Based on the international bestseller by famous writer HWANG Sok-yong, The Old Garden is a heart-wrenching love story set in the 1980s, an intense time of suffering. During the uprising, Hyun-woo escapes to a mountain village, Galmwhe, where he falls in love with Yoon-hee, an art teacher at the village school. The two live together like a dream in a small secluded house but eventually, guilt forces Hyun-woo to return to his felow protestors. He is caught and sentenced to life in prison.

Hyun-woo is released from prison after serving 16 years and 8 months of incarceration. He heads back to Galmwhe to find that Yoon-hee had died and left behind a heart-wrenching secret he never knew..

Movie Review:

So if you've read the synopsis above, then you'll probably know what you're in for. It's almost standard formula for a tragic romance, bringing back to mind that it's better to have love and lost, than not having to love at all.
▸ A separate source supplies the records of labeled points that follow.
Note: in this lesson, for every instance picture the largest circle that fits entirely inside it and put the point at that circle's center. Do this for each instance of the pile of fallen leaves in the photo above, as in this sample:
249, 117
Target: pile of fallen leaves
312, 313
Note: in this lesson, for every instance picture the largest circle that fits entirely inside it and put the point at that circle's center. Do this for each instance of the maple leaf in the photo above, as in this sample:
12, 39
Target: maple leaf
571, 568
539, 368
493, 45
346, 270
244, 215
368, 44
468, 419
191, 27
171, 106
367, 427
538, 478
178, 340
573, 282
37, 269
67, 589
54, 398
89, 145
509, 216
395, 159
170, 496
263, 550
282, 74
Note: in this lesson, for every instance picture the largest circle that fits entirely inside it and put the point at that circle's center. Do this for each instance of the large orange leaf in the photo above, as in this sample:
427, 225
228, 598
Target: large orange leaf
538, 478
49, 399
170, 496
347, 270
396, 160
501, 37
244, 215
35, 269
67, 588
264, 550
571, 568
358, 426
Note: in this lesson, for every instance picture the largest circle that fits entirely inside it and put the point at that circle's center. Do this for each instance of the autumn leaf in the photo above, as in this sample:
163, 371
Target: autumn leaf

Writer-director Im Sang-soo is no stranger to stories based upon a historical event. His previous movie, The President's Last Bang (which was show here in the Singapore International Film Festival back in 2006), drew some flak for combining fictional elements against a historical backdrop depicting the last few hours of Korean president Park Chung-hee's life, and that of the perpetrators of the deed. But the film didn't necessitate an audience to be familiar with the historical context in order to enjoy what Im Sang-soo has crafted.

Perhaps it's rather apt that Im had decided for his next movie, to adapt a bestseller by Hwang Sok-yong, in that the socio-political events that provided the backdrop for this story, happens in the aftermath of President Park's assassination. Ji Jin-hee plays Hyun-woo, a political activist with socialist leanings, who in an attempt to escape capture, takes refuge in the countryside, and is harboured by art teacher Yoon-hee (Yum Jung-ah). An attractive couple living in a remote area almost definitely make sparks fly, and soon, a romantic relationship is forged, but not without the usual hiccups that come along the way.
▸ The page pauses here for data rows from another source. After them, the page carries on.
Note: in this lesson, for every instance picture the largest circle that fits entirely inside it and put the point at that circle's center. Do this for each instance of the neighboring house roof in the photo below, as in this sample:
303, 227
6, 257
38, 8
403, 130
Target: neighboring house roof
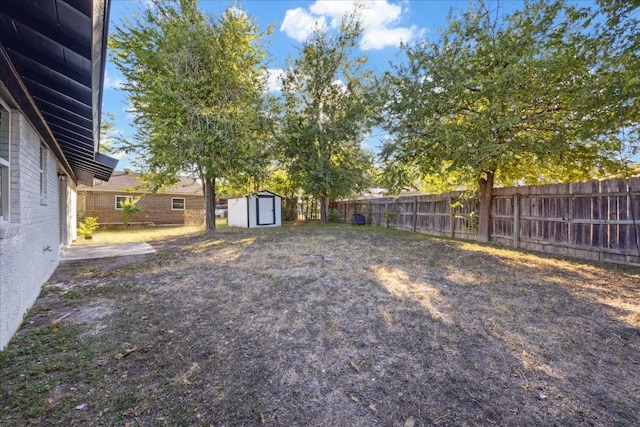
52, 62
130, 181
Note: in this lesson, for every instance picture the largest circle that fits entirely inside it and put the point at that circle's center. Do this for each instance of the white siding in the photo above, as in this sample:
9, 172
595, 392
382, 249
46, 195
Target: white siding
237, 212
29, 247
243, 212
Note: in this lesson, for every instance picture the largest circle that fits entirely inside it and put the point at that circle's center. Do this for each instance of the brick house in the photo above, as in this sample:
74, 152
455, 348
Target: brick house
52, 59
183, 204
The story unfolds itself in quite an erratic manner, for the first 10 minutes at least. Timelines get juxtaposed and drew too much attention to itself, detaching one from the story for a bit, and the only clue you have is to observe the white strands in Hyun-woo's hair, before better sense prevailed and transitions were done in a more natural manner. I thought the introduction of Hyun-woo's character was a little messy as a result of this, with no clear motivations or inclinations made crystal clear, not until he meets with Yoon-hee.

Even then I was a tad disappointed, though I realize that it was somewhat refreshing in actually limiting the time the duo spend on screen romancing each other (otherwise it'll just go on and on). Their passion's like a naked flame, susceptible to the winds of change, and change did come when Hyun-woo, like any alpha-male type, decides that his beliefs and ideology surpasses that of ordinary romantic relationships, and returns to Seoul, leaving Yoon-hee upset, and heartbroken. A man's gotta go what a man's gotta do, and that sometimes mean personal sacrifices has to be made.
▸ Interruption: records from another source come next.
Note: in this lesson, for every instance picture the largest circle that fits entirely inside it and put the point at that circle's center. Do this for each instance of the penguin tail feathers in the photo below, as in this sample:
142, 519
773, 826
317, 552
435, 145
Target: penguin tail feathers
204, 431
Which by then the narrative shifts viewpoints and tells the story from Yoon-hee's perspective which seemed to become the more interesting amongst the couple, but alas her character too ventures into familiar territory involving illness and all, and gets interspersed with recreating some scenes from the Gwangju Massacre. Perhaps the Gwangju Massacre isn't really something we can relate to in our local and today's context (with mass rallies and violent protests), and I thought personally, it drew a blank. So I'm humbly suggesting it might be useful if a little background on the event might assist in understanding the story in its historical setting better. Incidentally, there's another Korean movie called "May 18" which focuses specifically on the event too.

The Old Garden is lushly filmed, but it somehow sits on the fence with whatever statements it wants to make on the political events in the 80s, and doesn't allow much room for the romance bit to stand out strongly, instead opting to tread on safe themes like longing, loneliness and perhaps past regrets.

Movie Rating:

(Your alternative choice of a romance movie amongst the comedic-alien-basketball-playing-loanshark-gangsters this Lunar New Year.)